Even if Lu Sheng didn't say his name, don't the diners all agree that they eat swallow wings?
"It's not open." The young man with the lowest seniority lowered his voice. "Although I have been making swallow wing mats these years, I only make one or two tables every year and I still go to the guests' homes. If the swallow wing mats are reopened, you have to It is opened twice a month as it did in the past, once at the beginning of the month and once in the middle of the month, and auctioned at the end of the month. The higher the price, the higher the price."
Jiang Feng was shocked.
Is this the life of the rich? All meals depend on auctions.
"Then why don't you do that now? It's not impossible to do it. It's just two dishes. You have all done it for so many years and no guests pointed it out." Jiang Feng asked.
The young man with the lowest seniority has a lower voice: "It's not just two dishes, but the taste is not good. It is not comparable to the one ten or twenty years ago. But there is no way. Master Peng has left the store for so many years. The few masters have basically retired, and Master Xu is actually going back soon."
Master Xu is the chef representing Yongheju in this competition.
"Master Xu's cooking skills are the worst among the few masters.

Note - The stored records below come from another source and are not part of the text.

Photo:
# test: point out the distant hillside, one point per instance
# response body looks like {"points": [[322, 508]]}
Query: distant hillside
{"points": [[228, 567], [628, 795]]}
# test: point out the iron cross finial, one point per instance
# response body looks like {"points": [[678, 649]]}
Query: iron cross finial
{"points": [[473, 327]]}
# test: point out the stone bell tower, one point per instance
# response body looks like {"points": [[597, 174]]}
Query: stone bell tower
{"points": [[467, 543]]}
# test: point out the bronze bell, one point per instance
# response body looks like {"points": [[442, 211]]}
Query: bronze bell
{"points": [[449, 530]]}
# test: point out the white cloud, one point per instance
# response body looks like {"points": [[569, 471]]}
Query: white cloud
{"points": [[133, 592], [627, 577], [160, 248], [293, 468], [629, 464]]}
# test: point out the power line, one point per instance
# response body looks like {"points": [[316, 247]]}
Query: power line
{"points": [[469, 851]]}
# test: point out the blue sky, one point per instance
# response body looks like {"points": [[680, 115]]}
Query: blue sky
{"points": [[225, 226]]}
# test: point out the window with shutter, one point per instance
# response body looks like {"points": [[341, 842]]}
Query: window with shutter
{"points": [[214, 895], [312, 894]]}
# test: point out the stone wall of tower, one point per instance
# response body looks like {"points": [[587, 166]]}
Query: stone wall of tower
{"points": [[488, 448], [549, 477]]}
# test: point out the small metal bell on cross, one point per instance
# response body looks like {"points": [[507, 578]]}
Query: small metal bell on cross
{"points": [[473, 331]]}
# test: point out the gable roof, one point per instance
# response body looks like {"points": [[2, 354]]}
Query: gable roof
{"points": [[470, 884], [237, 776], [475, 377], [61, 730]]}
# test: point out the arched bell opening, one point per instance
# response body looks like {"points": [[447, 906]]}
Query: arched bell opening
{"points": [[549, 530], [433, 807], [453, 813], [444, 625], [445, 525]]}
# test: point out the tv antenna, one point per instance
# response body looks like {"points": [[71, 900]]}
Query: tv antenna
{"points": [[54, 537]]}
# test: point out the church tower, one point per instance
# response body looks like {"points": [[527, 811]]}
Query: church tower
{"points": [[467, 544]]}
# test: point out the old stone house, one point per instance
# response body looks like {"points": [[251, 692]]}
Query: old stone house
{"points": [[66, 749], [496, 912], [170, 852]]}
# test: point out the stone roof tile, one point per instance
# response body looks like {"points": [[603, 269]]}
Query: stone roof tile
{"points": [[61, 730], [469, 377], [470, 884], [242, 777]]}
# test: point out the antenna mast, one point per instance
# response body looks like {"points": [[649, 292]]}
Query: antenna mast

If it weren't for Master Peng's return this time, I guess he wouldn't be able to make the swallow wing seats for Master Xu's retreat."
Jiang Feng suddenly.
He had only eaten the swallow wing mat made by Peng Changping himself, but never the cut corners of Yongheju swallow wing mat. Naturally, he did not know the difference.
He knows the water in the cut corners, but he didn't expect the water to be so high. UU Reading
It is no wonder that Lu Sheng has been thinking about opening a complete swallow wing feast for so many years, and he is so eager to transform Tan Jiacai. It is indeed forced by the situation.
Unfortunately, he is also helpless. He hasn’t finished learning his own cooking, so there is no time to learn Tan Jiacai. Besides, even if he wants to learn Peng Changping, he is not necessarily willing to teach. He is not Zhou Shi, and he did not worship Peng Changping as his teacher.
"I said why the three of you were gone outside. I ran into the kitchen to chat." Just as Jiang Feng sighed, Lu Sheng didn't know where he came out.
"I don't need to study the menu. Of course I ran to the kitchen to chat." Jiang Feng smiled and found that Lu Sheng's hair was a bit messy, his collar was a bit wrinkled, and there were several red marks on his face. Sleeping out of bed on the table.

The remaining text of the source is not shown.